PCR amplicons were purified on a 10% nondenaturing Tris-borate-EDTA (TBE)/PAGE gel and the band corresponding to the PCR product was cut from the gel, eluted overnight, and precipitated with isopropanol. After resuspension, sample concentrations were quantified on a bioanalyzer, and the barcoded samples were pooled to a concentration of 0.4 μM per sample in 10 μL. This sample was submitted to The Johns Hopkins School of Medicine Genetics Resources Core Facility for 250-cycle paired-end sequencing on an Illumina MiSeq instrument.

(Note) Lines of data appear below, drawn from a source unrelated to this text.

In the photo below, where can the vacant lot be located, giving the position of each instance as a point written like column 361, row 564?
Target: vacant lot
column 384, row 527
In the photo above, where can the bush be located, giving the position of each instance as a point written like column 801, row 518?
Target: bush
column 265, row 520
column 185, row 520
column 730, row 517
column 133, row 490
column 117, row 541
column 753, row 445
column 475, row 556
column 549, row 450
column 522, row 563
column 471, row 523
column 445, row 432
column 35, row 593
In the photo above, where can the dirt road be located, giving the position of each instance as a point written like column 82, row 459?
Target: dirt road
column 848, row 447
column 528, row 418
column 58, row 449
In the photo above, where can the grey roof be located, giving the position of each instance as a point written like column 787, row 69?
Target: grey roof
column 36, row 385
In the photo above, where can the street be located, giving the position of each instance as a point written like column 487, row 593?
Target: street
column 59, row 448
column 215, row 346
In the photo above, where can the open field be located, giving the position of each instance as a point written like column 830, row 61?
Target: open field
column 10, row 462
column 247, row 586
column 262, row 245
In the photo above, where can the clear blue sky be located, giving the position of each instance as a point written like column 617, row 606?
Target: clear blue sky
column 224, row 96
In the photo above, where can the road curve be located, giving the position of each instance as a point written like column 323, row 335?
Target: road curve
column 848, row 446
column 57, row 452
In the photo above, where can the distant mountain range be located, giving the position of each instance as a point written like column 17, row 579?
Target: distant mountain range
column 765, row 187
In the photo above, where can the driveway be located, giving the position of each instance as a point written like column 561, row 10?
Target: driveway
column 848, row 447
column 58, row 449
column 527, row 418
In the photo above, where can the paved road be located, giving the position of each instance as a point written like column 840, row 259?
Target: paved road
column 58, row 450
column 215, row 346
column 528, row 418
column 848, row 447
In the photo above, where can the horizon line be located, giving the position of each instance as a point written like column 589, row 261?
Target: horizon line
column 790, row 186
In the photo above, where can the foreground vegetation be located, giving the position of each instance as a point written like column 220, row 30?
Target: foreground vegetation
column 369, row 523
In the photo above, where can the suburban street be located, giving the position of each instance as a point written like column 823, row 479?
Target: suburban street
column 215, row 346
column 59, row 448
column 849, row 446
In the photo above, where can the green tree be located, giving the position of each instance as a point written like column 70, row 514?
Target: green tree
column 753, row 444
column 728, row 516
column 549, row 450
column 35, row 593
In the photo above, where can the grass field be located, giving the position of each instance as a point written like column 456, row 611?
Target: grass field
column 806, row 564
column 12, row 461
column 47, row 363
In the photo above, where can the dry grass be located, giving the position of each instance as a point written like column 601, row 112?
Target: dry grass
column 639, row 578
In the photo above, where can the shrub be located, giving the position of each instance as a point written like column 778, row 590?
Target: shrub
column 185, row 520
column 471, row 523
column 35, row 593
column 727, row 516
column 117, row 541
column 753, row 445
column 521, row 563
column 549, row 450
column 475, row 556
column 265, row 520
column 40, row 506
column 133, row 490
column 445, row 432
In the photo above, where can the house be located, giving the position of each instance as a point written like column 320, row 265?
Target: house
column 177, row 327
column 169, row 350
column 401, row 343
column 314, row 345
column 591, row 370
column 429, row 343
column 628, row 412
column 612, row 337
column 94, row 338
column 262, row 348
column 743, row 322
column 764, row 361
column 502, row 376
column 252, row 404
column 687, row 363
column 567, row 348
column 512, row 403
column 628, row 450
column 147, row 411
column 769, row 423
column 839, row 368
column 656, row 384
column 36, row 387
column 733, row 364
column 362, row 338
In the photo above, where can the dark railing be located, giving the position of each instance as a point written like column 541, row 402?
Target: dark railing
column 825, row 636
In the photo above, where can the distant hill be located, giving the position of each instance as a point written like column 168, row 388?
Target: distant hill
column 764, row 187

Illumina Sequencing Analysis.

After demultiplexing of barcoded samples, the 3′ adaptor and all downstream nucleotides were trimmed from the forward reads using Cutadapt (journal.embnet.org/index.php/embnetjournal/article/view/200), and the resulting sequences were mapped to the insert + Lamin A/C locus using Bowtie 2 (26). After removing reads that did not fully map to the template and low-quality reads (Q score <35; error probability of 0.00032), sequences were parsed for template switching. To score template switches, we evaluated sequencing reads at diagnostic positions and determined whether each position matched the sequence of the wild-type or mutated template. Reads with a diagnostic nucleotide that did not match either the wild-type or mutated template were discarded. Because the PCR control sample contained a mixture of the fully wild-type and fully mutated templates, we used the first diagnostic position (from the right side of the insert) only as an “anchor” to determine the initial identity of the template; this position was not used to score switching. Thereafter, whenever two or more contiguous diagnostic nucleotides indicated a switch in template identity, we scored this as a switch. For the control sample in which both templates were wild type, we used the “1/6”-mutated template for comparison, to determine the rate of false-positive switches in the assay. Because the PCR control experiment was performed with the wild-type and 1/6-mutated template (SI Appendix, Fig. S7 and Table S1), we also used the 1/6-mutated template for scoring switches in this sample. SI Appendix, Table S6 provides details.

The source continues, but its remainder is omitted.